Bear Stearns, the Wall Street bank now part of JP Morgan Chase, turned down a similarly structured deal to the one under scrutiny between Paulson & Co and Goldman Sachs because it "didn't pass the ethics standards".
The bank, which collapsed during the credit crisis, "smelled trouble" when John Paulson, the hedge fund's founder, approached it with the idea of creating an investment that the fund could bet against, according to author Gregory Zuckerman in his book on Paulson, The Greatest Trade Ever.
Scott Eichel, a senior Bear Stearns trader, met Paulson to discuss the creation of a CDO (collateralised debt obligation, the toxic financial instrument at the heart of the credit crunch), but feared the hedge fund would push for especially risky mortgage assets to be put into it. He likened it to a gambler asking an American football team owner to bench a star quarterback so that he could bet against the team, the book says.
One one hand, Bear Stearns would be selling the deals to investors without telling them that a bearish hedge fund was the impetus for the transaction, Eichal told a colleague; on the other, it would be helping Paulson to wager against the deals.

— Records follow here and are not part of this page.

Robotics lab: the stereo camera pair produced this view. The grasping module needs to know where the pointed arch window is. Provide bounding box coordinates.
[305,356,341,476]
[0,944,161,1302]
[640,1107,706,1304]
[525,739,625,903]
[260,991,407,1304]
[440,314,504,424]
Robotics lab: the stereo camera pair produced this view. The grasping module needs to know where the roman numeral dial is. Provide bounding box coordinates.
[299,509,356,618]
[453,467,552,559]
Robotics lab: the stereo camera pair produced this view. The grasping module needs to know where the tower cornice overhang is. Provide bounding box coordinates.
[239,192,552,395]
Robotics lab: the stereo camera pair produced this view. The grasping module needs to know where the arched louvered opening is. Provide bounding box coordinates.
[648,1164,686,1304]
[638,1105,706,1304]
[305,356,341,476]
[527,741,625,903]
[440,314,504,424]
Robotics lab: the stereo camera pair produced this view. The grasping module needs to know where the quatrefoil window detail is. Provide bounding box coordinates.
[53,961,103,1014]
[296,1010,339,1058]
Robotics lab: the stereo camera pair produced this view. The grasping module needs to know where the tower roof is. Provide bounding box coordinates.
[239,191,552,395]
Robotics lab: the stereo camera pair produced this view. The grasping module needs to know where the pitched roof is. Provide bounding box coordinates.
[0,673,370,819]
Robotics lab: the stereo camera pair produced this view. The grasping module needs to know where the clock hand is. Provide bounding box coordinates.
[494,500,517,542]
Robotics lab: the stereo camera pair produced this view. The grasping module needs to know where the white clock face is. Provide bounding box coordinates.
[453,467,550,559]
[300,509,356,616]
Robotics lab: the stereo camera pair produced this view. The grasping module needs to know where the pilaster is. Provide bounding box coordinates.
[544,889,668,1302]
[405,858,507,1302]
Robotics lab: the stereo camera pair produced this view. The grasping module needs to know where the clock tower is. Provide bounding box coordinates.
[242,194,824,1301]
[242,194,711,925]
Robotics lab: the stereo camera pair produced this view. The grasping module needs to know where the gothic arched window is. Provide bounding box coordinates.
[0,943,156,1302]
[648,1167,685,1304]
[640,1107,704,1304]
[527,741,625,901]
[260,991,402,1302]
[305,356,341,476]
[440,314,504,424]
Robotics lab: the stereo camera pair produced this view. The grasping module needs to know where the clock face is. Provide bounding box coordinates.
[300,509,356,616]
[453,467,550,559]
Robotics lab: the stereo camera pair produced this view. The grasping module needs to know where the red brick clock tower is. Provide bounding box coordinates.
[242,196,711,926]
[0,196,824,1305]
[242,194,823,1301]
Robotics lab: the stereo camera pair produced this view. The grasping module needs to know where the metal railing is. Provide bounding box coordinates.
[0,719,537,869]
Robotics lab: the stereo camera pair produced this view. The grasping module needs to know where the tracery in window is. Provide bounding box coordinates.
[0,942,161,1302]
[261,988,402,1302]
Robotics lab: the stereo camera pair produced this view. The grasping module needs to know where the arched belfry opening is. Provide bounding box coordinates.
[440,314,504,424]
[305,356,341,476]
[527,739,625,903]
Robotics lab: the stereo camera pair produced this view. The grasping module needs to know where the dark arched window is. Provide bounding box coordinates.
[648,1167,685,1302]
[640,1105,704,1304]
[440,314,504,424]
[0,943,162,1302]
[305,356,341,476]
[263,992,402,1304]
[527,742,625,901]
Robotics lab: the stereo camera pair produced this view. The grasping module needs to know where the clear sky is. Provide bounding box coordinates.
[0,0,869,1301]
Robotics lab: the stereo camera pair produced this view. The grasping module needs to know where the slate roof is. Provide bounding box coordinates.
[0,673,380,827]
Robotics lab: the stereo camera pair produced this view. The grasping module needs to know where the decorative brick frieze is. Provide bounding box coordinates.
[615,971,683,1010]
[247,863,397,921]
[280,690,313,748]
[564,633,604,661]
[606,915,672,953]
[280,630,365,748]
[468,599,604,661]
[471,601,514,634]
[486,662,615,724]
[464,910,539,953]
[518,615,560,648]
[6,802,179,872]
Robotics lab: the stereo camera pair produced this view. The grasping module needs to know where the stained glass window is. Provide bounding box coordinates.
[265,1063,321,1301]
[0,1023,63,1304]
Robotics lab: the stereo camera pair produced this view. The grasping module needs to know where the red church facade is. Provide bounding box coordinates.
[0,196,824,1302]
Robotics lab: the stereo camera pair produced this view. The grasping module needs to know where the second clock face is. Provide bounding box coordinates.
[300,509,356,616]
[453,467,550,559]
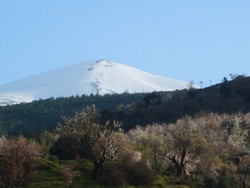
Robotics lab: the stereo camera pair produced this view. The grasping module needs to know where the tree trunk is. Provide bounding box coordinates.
[242,172,247,188]
[92,162,100,180]
[92,162,103,180]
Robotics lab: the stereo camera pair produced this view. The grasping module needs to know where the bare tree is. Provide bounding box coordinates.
[56,106,122,179]
[166,117,201,178]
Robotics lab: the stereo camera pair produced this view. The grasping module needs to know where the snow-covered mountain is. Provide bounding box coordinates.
[0,60,188,105]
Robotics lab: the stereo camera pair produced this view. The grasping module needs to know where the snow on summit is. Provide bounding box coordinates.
[0,60,188,105]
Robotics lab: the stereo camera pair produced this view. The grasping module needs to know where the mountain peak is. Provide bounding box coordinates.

Eichel told Zuckerman. "We had three meetings with John [Paulson, the hedge fund's manager], we were working on a trade together. He had a bearish view and was very open about what he wanted to do, he was more up front than most of them. But it didn't pass the ethics standards; it was a reputation issue, and it didn't pass our moral compass. We didn't think we should sell deals that someone was shorting on the other side."
The bank was more wary because some of the investors in the CDOs would be pension funds and endowments, not just hedge funds, the book says.